С нескрываемым, но неосознанным желанием во взгляде девушка наблюдала, как длинные пальцы Тая гладят черную шкуру животного. Затем она поймала ответный взгляд, отражающий то же самое чувство. Жанна поспешно отвернулась, не зная, что еще предпринять, не в силах совладать с участившимся сердцебиением.
Всякий раз, когда она начинала думать, что Тайрелл больше не хочет ее как женщину, она внезапно читала в его зеленых глазах о голоде, снедающем его тело. Но он не делал никаких попыток сблизиться с ней, всегда держался особняком.
Эхо слов, произнесенных Таем в день, когда они вернулись в долину, каждый час и каждую минуту раздавалось в душе девушки. Она верила этому мужчине, верила благодаря тому, как он вел себя, когда они были близки, но без его живительных прикосновений любые заверения были для нее не больше чем пустым звуком.
По истечении первой недели Жанна, истосковавшаяся по близости с Таем, сама попыталась поговорить с ним. Она хотела объяснить ему, что принимает ситуацию такой, какая есть, и, несмотря на то что не является девушкой его мечты, хочет быть его любовницей. Тайрелл не стал ее слушать, он молча развернулся и ушел на луг, не обращая внимания на ее крики о том, что она хочет его просто так, без клятв и заверений, без обещаний и обязательств, хочет дарить ему свое тело и получать взамен его.
Тайрелл продолжал избегать Жанну.
Она сама попыталась бы соблазнить его, но не знала, как это сделать. У нее не было шелковых платьев, в которые она могла бы наряжаться, не было роскошного дома для проведения балов, не было даже комнаты, в которую она могла бы грациозно войти, зная, что он ожидает ее там. Эти общепринятые приемы соблазнения были ей совершенно незнакомы. По ночам она просыпалась, терзаемая агонией любви, и ей приходилось что было сил сжимать руки в кулаки, но это не помогало погасить пожар, бушующий в ее теле, или унять неистово колотящееся сердце.

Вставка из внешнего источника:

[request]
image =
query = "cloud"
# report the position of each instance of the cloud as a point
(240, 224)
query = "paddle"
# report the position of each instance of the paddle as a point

Но это было не самое худшее.
Самым ужасным была пустота, растущая внутри Жанны, чувство утраты чего-то прекрасного и недосягаемого. Она понимала, что до конца своей жизни ей придется в одиночестве бродить по землям, где когда-то она ходила вместе с Таем, и жизнь уже никогда не обретет прежней полноты бытия. Она обречена снова и снова вспоминать время, когда любовь коснулась ее легкими крыльями, а затем упорхнула, подобно бабочке, с ее раскрытых ладоней, оставив после себя лишь непроглядную тьму отчаяния, которая будет разрастаться и поглощать ее мир до тех пор, пока не поглотит и ее саму.
Внезапно Жанна почувствовала легкое бархатное прикосновение, становившееся все более настойчивым. Выведенная из забытья, она поняла, что снова смотрела на Тая, словно чего-то ожидая. В действительности ждать ей было нечего, этот день ничем не отличался от предыдущего, лишь еще большее количество света утекало из ее души, которая медленно, но неумолимо заполнялась тьмой.
Сдавленно вскрикнув, девушка отвернулась. Она пыталась дышать глубоко и размеренно, но это оказалось невозможным. Ее тело было настолько напряжено, что вибрировало, подобно тетиве лука, натягиваемой мощной рукой стрелка, и лук этот сгибался все больше и больше, поломка его казалась неизбежной… Жанна отказывалась дышать.
«Не могу находиться рядом с Таем вот так, — размышляла она. — Это нестерпимо, еще хуже, чем жить в одиночестве. Словно я снова и снова переживаю смерть папы, и все — жизнь с ее многочисленными возможностями, радость и любовь, — все ускользает от меня».